Gobble, Fold, Gobble, Fold

A turkey say on a backyard fence
and he sang a sad, sad tune.
“Thanksgiving is coming,
gobble, gobble, gobble, gobble,
and I know I’ll be eaten soon.
Gobble, gobble, gobble,
gobble, gobble, gobble, gobble,
how I’d like to run away!
Gobble, gobble, gobble,
gobble, gobble, gobble, gobble,
how I hate Thanksgiving Day!”

My mom used to sing this to us around Thanksgiving, and somehow I  didn’t make the connection to the forlorn turkey, resigned to its fate, and the slices of meat that the holiday seemed built around.  And sadly, I never even liked turkey that much.

I went into craft overload last week, got a little burned out, so I turned to origami to cleanse my pallette.  I couldn’t help but learn how to make an origami turkey!  There are so many ways to make these, from different shapes of paper in differing levels of difficulty, but I went with easy and simple.  That way I can make 20 of them to dominate the dinner table!
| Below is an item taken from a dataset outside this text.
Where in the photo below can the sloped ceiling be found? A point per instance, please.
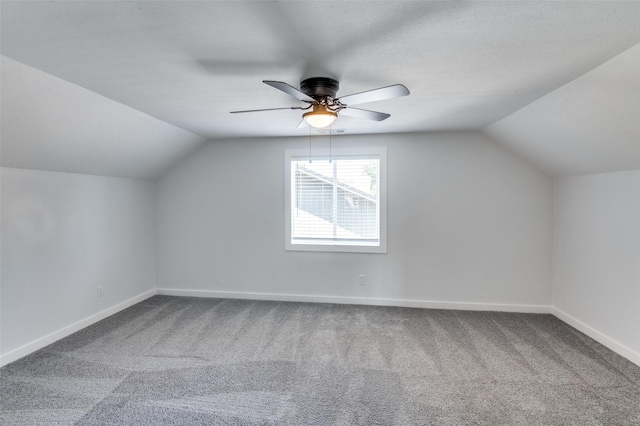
(467, 64)
(589, 125)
I have a job interview today to be a private arts and crafts tutor.  No, I am not joking.  My task is to engage the child in some Thankgiving-themed crafts, so origami turkeys are my first hurdle.  I found a very simple tutorial on Youtube, while not incredibly sophistacted, lends itself to fast duplication.  Why one turkey when you can have 15?

Pulling out the head and tail is not an exact science, so you can make more variation with this turkey.  I also suggest scribbles or drawing a design on the blank side of the paper so it adds a little detail on the finished product.  It’s a simple enough turkey, so you can also embellish it with paper or real feathers, marker, glitter (glam turkeys?) or whatever you have around.

At a loss for turkey-crafts, my friend Heidi suggested “toilet paper roll turkeys”.   I just so happened to be collected (hoarding) paper tubes, and played a little jazz:

Make a v-shaped cut from the top of the tube to make the head, two more v-cuts on each side to make the wings, then several down cuts from the back to make feathers.  Bend them as you wish, and color/paint all over! There were lots of other tutorials for this sort of thing online, but I really liked how plain and easy this one was.

Other crafts I will utilize in my “interview” today, drawn from the best and brightest on the internet:

Candy Cane Felt Garlands

Paperwheel name tags

“Lil Felt Pumpkins”

Paper garlands – We can also go outside and find pretty leaves, make rubbings of them with crayon and attach the cut-outs onto our garland, or just use the leaves themselves (they’ll last a few days I’d bet).

Wish me luck, and have a great Thanksgiving!